In 1994 Institute of National Anthropology and History took studies over and they still continue. While Cyrus Lundell (an American botanist) was studying in Cempeche forests, he encountered the ruins of a Mayan city in 1931. He uncovered sixteen Mayan ruins. Lundell called the city Calakmul whose meaning is “ the city of two united stone-pyramids”. Then, archaeologist have learnt the real name of the city is “Ox Te’ Tuun”.

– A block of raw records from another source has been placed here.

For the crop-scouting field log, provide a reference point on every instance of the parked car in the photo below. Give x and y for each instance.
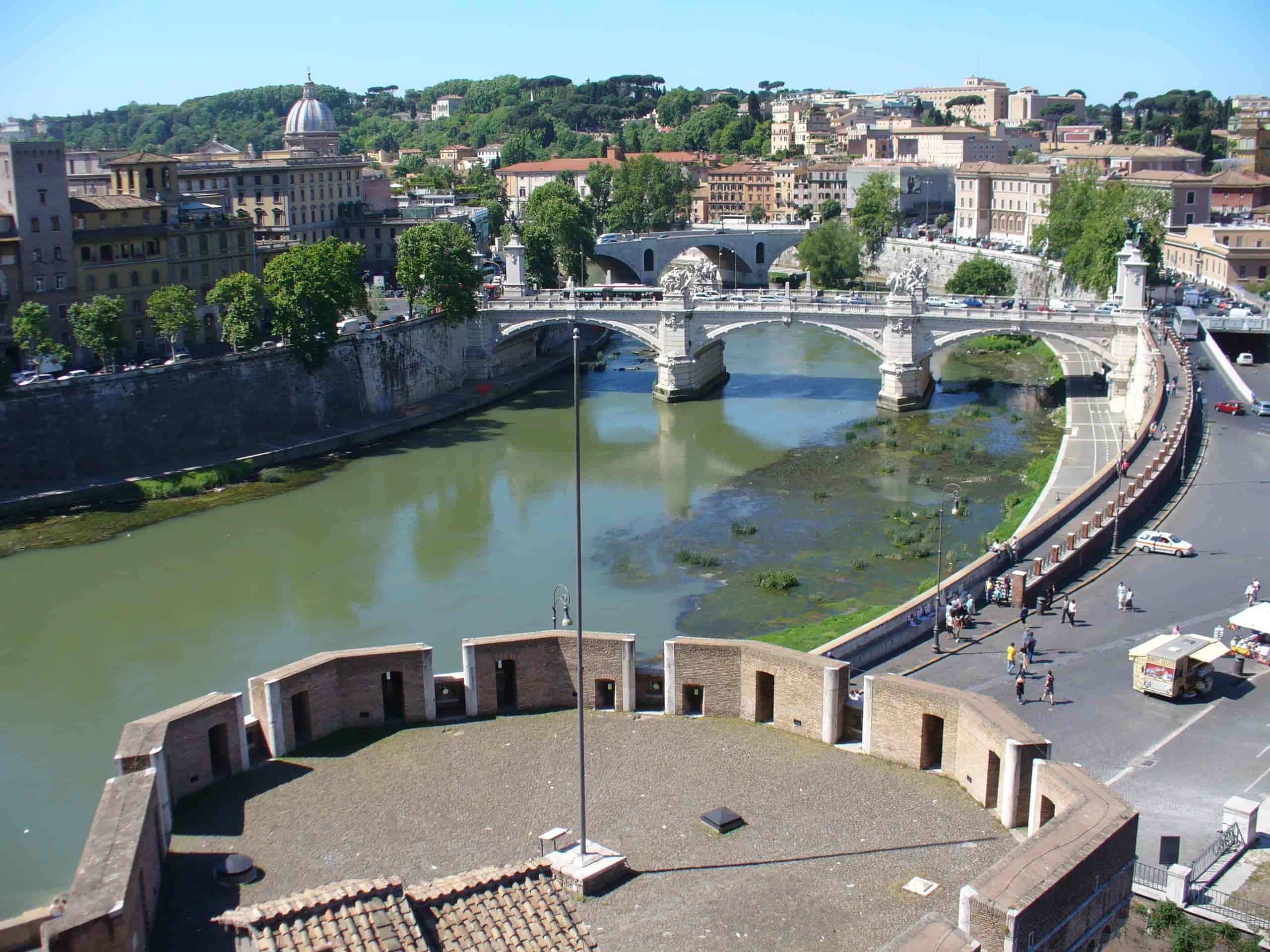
(1165, 542)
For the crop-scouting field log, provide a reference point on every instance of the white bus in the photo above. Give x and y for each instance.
(1185, 324)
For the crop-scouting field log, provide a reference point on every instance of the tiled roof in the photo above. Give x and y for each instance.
(143, 157)
(353, 914)
(502, 909)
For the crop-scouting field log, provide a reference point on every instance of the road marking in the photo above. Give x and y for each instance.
(1167, 738)
(1257, 781)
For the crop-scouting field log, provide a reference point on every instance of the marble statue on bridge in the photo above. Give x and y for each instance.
(910, 282)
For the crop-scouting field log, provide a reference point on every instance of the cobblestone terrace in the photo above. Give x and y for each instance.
(832, 835)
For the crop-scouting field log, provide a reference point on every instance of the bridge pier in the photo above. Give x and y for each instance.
(906, 367)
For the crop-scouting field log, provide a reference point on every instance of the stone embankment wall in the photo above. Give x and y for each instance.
(1035, 280)
(140, 422)
(1082, 834)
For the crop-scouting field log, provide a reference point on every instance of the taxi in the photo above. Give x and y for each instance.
(1165, 542)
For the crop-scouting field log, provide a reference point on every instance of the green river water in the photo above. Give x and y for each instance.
(463, 531)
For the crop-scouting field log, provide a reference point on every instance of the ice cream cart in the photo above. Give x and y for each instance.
(1175, 665)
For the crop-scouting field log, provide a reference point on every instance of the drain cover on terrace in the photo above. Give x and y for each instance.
(722, 819)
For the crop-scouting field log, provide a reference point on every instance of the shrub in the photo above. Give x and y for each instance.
(689, 556)
(191, 484)
(776, 579)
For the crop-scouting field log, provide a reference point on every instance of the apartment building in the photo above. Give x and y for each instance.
(1003, 202)
(1191, 197)
(1029, 106)
(1236, 193)
(1219, 255)
(995, 98)
(948, 145)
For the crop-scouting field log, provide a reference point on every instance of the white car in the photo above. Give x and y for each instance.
(1165, 542)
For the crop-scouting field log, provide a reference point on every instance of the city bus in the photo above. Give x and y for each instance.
(1185, 323)
(618, 293)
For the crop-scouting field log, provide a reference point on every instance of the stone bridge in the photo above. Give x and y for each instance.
(743, 257)
(688, 336)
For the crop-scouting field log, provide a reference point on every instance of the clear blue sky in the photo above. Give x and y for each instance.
(69, 58)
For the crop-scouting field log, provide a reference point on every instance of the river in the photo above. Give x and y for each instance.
(459, 531)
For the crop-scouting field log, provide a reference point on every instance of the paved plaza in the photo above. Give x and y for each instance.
(831, 835)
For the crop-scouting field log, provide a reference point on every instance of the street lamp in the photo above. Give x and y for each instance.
(561, 597)
(955, 492)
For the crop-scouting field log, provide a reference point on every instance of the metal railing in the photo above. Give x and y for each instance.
(1232, 907)
(1152, 876)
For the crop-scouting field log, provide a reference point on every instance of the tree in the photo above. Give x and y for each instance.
(241, 298)
(967, 103)
(96, 325)
(439, 259)
(831, 253)
(172, 309)
(31, 333)
(1086, 228)
(648, 194)
(600, 189)
(558, 233)
(981, 276)
(310, 287)
(877, 211)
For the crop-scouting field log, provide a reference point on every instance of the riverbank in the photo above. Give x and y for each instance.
(103, 511)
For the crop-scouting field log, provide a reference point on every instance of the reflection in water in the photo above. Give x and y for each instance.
(459, 531)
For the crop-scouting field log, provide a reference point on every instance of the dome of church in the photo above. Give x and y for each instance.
(310, 115)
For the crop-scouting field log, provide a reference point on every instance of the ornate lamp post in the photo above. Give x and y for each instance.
(954, 490)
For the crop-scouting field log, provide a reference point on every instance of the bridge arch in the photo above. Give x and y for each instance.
(645, 334)
(863, 338)
(1100, 347)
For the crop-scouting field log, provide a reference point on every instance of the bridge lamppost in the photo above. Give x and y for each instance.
(954, 490)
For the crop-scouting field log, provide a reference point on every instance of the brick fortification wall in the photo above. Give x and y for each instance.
(1061, 887)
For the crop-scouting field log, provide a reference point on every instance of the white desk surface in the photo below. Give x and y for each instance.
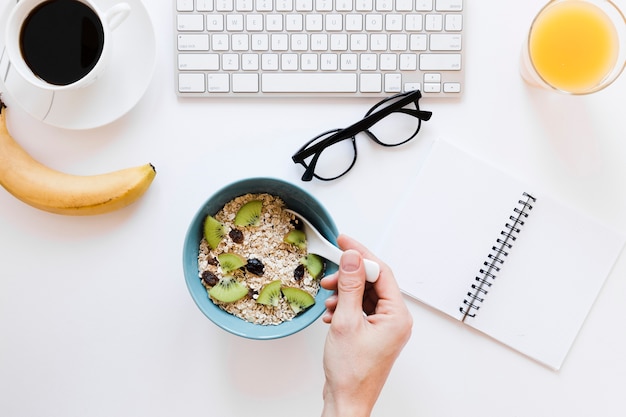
(95, 318)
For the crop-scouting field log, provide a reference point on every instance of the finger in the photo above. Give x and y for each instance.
(350, 286)
(329, 282)
(386, 287)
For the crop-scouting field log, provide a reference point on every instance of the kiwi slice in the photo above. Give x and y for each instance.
(214, 231)
(228, 290)
(298, 299)
(296, 238)
(314, 264)
(270, 294)
(249, 214)
(230, 262)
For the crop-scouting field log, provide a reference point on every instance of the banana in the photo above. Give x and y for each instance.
(57, 192)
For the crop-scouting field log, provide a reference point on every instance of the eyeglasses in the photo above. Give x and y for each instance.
(332, 154)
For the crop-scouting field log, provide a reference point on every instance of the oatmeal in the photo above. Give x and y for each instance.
(246, 248)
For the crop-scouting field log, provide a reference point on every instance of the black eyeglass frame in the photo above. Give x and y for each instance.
(370, 119)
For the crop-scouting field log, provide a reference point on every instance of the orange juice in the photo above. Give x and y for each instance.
(573, 45)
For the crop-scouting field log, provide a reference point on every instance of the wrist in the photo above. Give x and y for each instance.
(337, 406)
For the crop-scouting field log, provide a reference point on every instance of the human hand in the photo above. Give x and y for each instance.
(369, 326)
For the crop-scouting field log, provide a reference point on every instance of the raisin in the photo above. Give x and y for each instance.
(297, 224)
(298, 274)
(255, 266)
(236, 235)
(209, 278)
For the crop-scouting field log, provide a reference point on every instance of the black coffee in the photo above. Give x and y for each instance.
(61, 41)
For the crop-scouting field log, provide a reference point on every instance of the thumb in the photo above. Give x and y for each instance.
(350, 285)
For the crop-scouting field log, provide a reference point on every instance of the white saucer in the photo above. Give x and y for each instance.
(125, 80)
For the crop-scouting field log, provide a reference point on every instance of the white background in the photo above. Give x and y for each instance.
(95, 318)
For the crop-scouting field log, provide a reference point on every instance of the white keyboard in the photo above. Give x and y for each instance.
(319, 47)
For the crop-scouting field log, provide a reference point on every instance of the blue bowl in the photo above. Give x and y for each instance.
(296, 199)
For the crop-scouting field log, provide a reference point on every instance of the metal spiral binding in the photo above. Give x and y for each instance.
(495, 259)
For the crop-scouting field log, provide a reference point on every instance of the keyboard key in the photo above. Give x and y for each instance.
(218, 83)
(184, 5)
(449, 5)
(198, 62)
(190, 22)
(440, 62)
(445, 42)
(245, 83)
(193, 42)
(452, 87)
(191, 83)
(370, 83)
(302, 83)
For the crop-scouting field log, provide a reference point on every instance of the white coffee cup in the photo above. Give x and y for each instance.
(49, 67)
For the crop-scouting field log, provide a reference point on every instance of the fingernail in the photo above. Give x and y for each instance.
(350, 261)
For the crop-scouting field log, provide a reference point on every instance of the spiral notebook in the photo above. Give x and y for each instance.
(498, 254)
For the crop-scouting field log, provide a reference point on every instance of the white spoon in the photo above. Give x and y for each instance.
(317, 244)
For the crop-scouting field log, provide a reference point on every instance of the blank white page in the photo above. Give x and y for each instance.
(547, 282)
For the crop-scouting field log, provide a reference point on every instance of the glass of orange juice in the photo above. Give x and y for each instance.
(575, 46)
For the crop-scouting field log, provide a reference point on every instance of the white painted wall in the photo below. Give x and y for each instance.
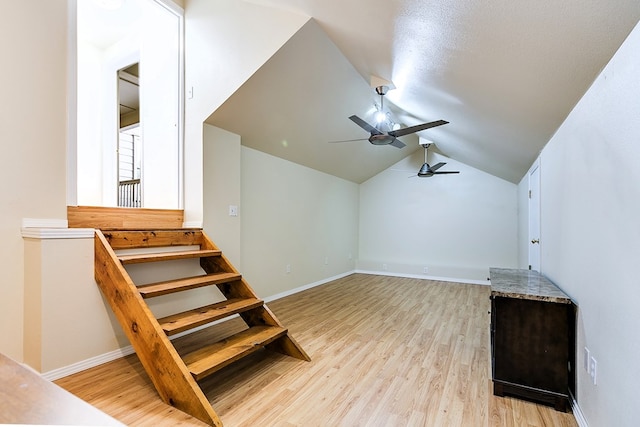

Calakmul people lived here between the years 600 BC and 900 AC. They completed the constructions of most of the buildings in 240 AC. The city experienced the golden era in the 6th century AC. The welfare period lasted till 9th century AC and the population was about 50 thousand in this period. Calakmul had control over other people living around. So, it affected lives of 1,5 million people.
The biggest opponent of Calakmul was Tikal, another Mayan city which was located in Guatemala (If you want to learn more about Tikal, please click here.). Other Mayan cities like Yaxchilan and Naranjo also knew Calakmul. Archaeologists think that Calakmul allied with these two cities to overthrow Tikal in 6th cantury AC. The struggle of Calakmul brought to a successful conclusion. Calakmul conquered Tikal in 562 AC.
In the early 9th century, the records of Calakmul suddenly stopped. Archaeologists have learnt from the reliefs of Seibal which was another Mayan city that Calakmul was under occupation till the mid 9th century AC. Thank you for reading.